Il caso
Zaniolo, il retroscena: "Chi non ha voluto incontrare"
L’ipotesi Milan sfumata, il rifiuto al Bornemouth (non presentandosi alla cena di cortesia con i dirigenti), prima del dietrofront ma del cambio di idea del club inglese che ha scelto di prelevare Traoré dal Sassuolo. Insomma un vero disastro per Nicolò Zaniolo, scaricato da Mourinho e dai tifosi (che lo hanno inseguito sotto casa), prima di tornare a La Spezia dai genitori e di staccare un po’ la spina, valutando anche cause per mobbing contro la società giallorossa. Nonostante la lunga lettera inviata all’Ansa, nel quale si è detto pronto a "tendere una mano”, la Roma ha reagito con freddezza dinanzi al tono conciliante del giocatore, una novità assoluta rispetto alla determinazione con la quale aveva chiesto di andar via. Per il club il giocatore è fuori rosa: si allenerà da solo e il segnale dell'armadietto spostato a Trigoria è la conferma ulteriore della posizione assunta dalla società.
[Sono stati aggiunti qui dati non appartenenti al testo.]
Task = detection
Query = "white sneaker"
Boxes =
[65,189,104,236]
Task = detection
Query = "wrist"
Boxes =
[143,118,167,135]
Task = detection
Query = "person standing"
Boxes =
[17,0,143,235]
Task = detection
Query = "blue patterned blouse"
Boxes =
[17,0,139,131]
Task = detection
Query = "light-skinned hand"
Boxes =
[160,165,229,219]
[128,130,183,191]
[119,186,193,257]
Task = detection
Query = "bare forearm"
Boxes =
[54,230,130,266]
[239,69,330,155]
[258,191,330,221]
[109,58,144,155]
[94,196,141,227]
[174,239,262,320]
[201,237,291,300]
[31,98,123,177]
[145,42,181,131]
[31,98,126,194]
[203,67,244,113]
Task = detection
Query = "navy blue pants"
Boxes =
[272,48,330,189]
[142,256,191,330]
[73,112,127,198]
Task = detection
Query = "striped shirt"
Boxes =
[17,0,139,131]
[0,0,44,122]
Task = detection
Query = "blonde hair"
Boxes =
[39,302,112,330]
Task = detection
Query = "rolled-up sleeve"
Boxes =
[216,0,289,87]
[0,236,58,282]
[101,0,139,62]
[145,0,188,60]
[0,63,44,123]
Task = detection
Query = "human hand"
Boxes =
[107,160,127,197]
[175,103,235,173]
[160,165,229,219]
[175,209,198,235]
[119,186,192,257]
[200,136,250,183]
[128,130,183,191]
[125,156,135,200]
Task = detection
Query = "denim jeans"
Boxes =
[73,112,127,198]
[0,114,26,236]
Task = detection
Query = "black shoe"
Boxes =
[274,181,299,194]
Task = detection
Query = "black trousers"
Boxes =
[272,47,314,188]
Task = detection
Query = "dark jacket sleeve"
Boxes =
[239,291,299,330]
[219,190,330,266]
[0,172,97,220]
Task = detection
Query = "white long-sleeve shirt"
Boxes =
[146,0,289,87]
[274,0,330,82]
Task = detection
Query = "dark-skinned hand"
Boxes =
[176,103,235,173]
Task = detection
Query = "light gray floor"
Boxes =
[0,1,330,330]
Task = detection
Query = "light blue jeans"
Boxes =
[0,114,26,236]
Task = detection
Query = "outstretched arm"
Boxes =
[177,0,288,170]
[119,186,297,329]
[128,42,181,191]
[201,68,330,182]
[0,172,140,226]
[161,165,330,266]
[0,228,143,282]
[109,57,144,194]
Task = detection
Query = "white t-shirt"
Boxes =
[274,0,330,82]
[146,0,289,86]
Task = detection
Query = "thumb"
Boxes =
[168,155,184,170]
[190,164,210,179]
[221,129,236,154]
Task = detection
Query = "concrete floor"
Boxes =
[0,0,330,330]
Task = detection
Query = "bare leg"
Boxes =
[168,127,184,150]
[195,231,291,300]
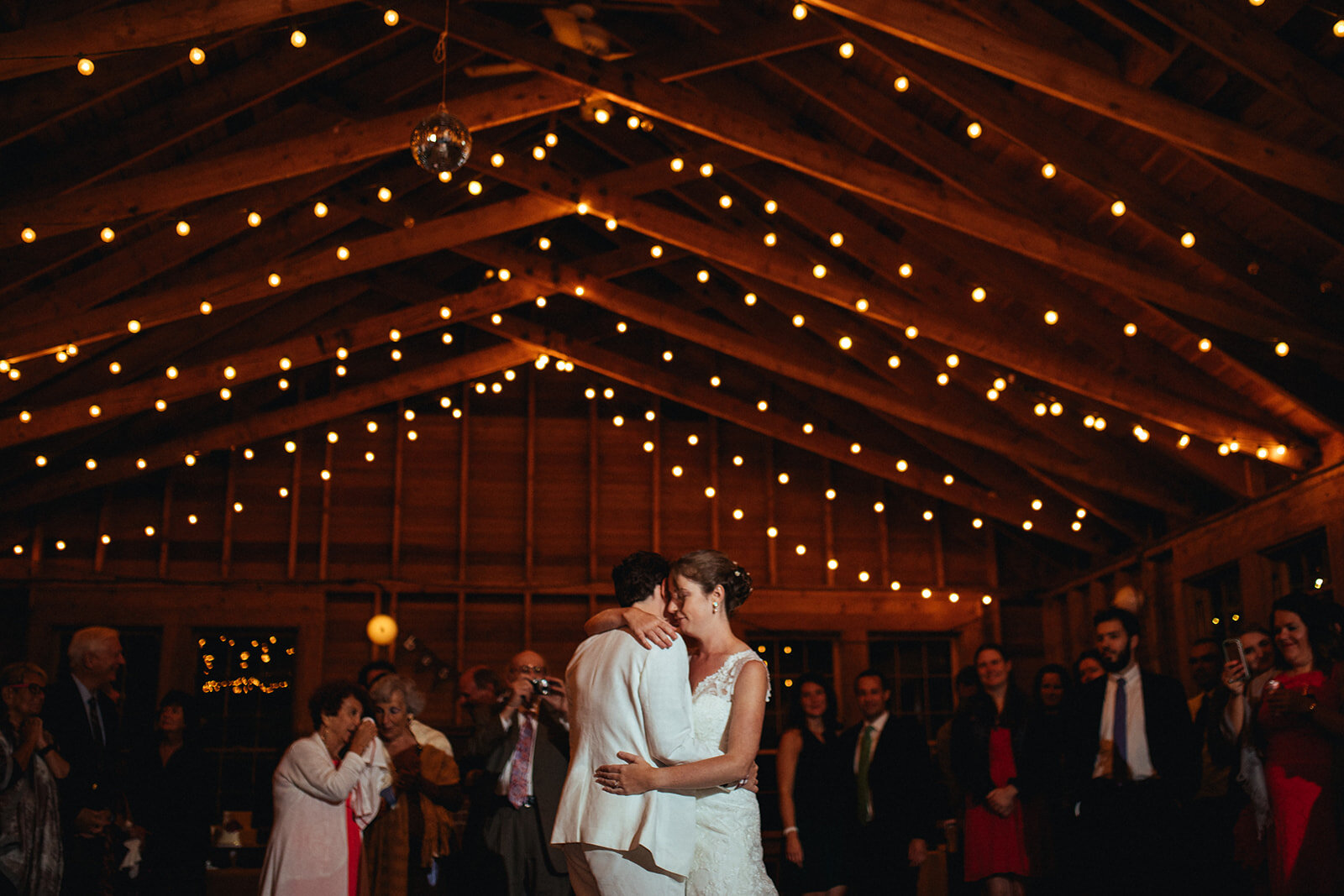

Zaniolo, i due motivi che non sono andati giù alla Roma
Ci sono quindi un paio di aspetti in quella lettera che alla dirigenza Friedkin non sono piaciuti. Il primo, fondamentale: la proprietà attendeva le scuse del calciatore. Scuse che in realtà non sono mai arrivate immaginando però di poter essere ugualmente "a completa disposizione della famiglia Roma". Per la serie: incontriamoci a metà strada, ipotesi che la società non considera possibile alla luce dell'atteggiamento del giocatore. Il secondo fa riferimento al comportamento di Zaniolo, nel periodo più caldo della trattativa e dei contatti che la Roma aveva intessuto con il Bournemouth. Il neo proprietario è Bill Foley, con il quale i Friedkin hanno un rapporto diretto e più ancora lo hanno avuto per trovare la quadra dell'operazione. La scelta del calciatore di disertare l'incontro con la dirigenza inglese è una cosa che il presidente s'è legato al dito, più ancora dell'aver rifiutato il trasferimento.